Medical devices are recalled for a variety of reasons, including design flaws, manufacturing defects or failure to warn about risks. These recalls are usually issued by the manufacturer — sometimes voluntarily and sometimes at the request of the U.S. Food and Drug Administration (FDA).
A recall does not take away one’s legal right to hold a manufacturer or other responsible parties accountable for injuries or complications caused by a defective product. In fact, a recall can often strengthen a victim of harm’s case by illustrating that the device in question has been formally recognized as unsafe or faulty.
Seeking justice
A recall does not automatically compensate those who have already suffered harm. However, if a recalled device has caused you physical injury, emotional distress, a need for additional surgeries and/or financial loss, you may be entitled to compensation if you file a personal injury claim.

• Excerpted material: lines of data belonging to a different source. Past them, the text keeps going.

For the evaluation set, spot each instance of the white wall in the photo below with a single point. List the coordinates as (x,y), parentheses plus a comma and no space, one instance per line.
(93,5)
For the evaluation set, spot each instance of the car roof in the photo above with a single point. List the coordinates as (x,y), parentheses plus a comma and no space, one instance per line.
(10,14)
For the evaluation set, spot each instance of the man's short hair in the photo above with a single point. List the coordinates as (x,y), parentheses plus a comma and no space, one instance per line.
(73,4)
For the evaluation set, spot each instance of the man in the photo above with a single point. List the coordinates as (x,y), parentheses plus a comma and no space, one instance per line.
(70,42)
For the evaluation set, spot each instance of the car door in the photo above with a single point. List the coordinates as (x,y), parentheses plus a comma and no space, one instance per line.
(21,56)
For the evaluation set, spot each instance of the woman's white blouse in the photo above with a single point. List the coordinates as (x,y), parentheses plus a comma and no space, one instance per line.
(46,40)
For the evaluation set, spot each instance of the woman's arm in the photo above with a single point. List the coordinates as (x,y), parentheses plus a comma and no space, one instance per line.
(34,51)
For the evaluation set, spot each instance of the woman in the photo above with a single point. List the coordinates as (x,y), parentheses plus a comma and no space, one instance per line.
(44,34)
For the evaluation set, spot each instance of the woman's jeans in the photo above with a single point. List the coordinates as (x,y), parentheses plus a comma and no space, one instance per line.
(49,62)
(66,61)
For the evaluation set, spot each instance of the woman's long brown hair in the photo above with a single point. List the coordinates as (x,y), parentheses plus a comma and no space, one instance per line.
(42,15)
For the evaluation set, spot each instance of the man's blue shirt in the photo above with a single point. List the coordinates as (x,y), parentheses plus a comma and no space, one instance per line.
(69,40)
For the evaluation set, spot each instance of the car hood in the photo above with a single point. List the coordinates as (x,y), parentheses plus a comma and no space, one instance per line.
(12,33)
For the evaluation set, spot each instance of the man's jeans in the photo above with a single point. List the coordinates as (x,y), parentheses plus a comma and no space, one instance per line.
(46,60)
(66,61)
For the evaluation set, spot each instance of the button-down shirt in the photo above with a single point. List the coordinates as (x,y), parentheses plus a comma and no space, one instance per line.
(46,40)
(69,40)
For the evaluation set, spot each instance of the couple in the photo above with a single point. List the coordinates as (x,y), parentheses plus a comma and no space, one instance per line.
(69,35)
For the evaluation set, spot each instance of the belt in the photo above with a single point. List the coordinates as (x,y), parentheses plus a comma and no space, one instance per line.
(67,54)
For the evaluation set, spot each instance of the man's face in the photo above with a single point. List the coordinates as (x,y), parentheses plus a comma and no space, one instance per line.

Even if you were not aware of the recall until after your injury, you may still have a strong case. The key question is whether the device was defective and whether that defect directly caused your harm. A recall is just one piece of evidence that can help prove liability.
It’s important to act quickly if you believe a recalled device has harmed you. Start by preserving any documentation you have, including medical records, bills, the device itself if possible and notices of the recall.
These kinds of legal cases can be complex, so seeking legal guidance and support promptly is wise as well. At the end of the day, you shouldn’t have to pay the price for a company’s failure to make a safe product.